Well at this point there's really gonna be no more "significant" update to CPU chips. I mean how much more speed can you possibly want? A dual core i5 is already MORE than enough to handle all the daily tasks you can possibly throw at it. At this point, its only gonna be a matter of less power consumption and better integrated graphics to drive that retina display
Yup, and 640k should be enough for anyone.
As always, depending what you rely on your computer to do for you, ymmv. In many cases, an iPad is more than enough for those folks checking email, Facebook, capturing and editing pics and video, surfing the net and reading their books....listening to their music or watching their videos. On the flip side, there HAS to be a platform that allows for the development of all that content being consumed by the iPad users. Hence, the development community...and the need for more and more power.
This. Apple is trying to make laptops right now for the mass market, but pretty soon there will be no mass market left for laptops, and it'll just be a professional market that *can't* do their work on an iPad.
Apple seems to forget that they escaped their 90s doldrums by making a platform that was spectacular for professionals -- content and particularly software creators. It was these people, who found that the OS X platform was fun to make software on and for, we're the ones who turned around the perception that you shouldn't buy a Mac because there's no software for it.
Well, apple seems to be going out of their way now to make things hard on developers -- whether it's creating hardware that doesn't meet the expectations of power users, or dumbing down their OS in ways that interfere with the power user's workflow, or even just the pain the the ass process and obnoxious, limiting rules and hoop-jumping to get an application into the app store (at my place of work, you'll hear someone swear at apple for it daily).
Down the line (and I mean in the 7-10 year range), as more consumers discover they can get by with less-expensive tablets instead of laptops, apple is going to have a choice on its hands.

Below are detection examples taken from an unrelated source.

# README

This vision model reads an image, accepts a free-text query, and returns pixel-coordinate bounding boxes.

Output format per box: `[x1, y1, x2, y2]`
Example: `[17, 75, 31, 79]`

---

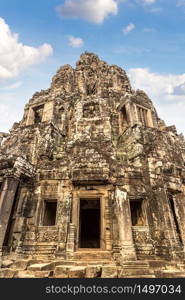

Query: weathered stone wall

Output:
[0, 53, 185, 263]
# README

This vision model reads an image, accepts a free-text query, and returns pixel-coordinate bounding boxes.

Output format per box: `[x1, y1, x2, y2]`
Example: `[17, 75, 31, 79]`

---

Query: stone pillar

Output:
[56, 190, 72, 252]
[115, 187, 136, 261]
[66, 223, 76, 259]
[0, 177, 19, 255]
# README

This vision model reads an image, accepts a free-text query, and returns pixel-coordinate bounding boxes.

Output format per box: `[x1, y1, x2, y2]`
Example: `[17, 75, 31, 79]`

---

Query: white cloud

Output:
[68, 36, 84, 48]
[0, 81, 22, 91]
[128, 68, 185, 134]
[0, 18, 53, 80]
[174, 82, 185, 97]
[143, 27, 156, 33]
[123, 23, 135, 35]
[142, 0, 156, 4]
[57, 0, 118, 24]
[177, 0, 185, 7]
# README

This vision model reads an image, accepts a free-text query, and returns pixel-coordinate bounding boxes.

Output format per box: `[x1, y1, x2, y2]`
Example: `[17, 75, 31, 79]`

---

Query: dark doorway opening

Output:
[3, 185, 20, 252]
[79, 199, 101, 248]
[169, 195, 183, 244]
[43, 201, 57, 226]
[130, 199, 146, 226]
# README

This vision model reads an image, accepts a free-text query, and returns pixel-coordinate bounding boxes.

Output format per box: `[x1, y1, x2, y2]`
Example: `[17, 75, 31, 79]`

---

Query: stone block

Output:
[69, 267, 86, 278]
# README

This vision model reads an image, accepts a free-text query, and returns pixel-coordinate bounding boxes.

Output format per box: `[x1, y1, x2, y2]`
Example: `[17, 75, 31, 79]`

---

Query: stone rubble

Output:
[0, 53, 185, 278]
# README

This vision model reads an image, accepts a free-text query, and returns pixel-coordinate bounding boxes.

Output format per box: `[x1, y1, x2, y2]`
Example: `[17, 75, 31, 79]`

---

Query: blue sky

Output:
[0, 0, 185, 134]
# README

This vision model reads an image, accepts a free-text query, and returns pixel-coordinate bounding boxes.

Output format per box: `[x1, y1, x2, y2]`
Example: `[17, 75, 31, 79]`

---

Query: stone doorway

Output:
[79, 198, 101, 249]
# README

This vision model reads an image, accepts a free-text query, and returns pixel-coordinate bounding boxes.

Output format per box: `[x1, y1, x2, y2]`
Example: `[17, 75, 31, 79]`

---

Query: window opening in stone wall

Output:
[130, 199, 146, 226]
[168, 195, 182, 244]
[33, 105, 44, 124]
[3, 185, 20, 251]
[121, 106, 128, 128]
[137, 106, 148, 126]
[0, 182, 3, 195]
[79, 199, 101, 248]
[83, 102, 100, 118]
[43, 200, 57, 226]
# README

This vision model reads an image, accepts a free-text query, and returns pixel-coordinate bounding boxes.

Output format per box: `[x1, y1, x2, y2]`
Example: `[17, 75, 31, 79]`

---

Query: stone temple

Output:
[0, 53, 185, 278]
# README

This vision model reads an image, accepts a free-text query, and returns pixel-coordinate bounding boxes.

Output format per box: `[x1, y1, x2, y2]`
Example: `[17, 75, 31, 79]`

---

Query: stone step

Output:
[161, 270, 185, 278]
[0, 268, 16, 278]
[74, 250, 112, 260]
[28, 262, 55, 272]
[118, 269, 154, 278]
[125, 274, 156, 278]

It can drop laptops to mass market prices (something that doesn't seem very apple-like). It can tailor them and the OS to the needs of the professionals who still need them. Or it can drop them altogether, and run the risk of its becoming very difficult or even less attractive to develop applications for iOS, causing what will then be their flagship platform to start to fall behind. Personally, I think the second option would be the best... But if not, well, apple will probably lose a consumer for their devices too.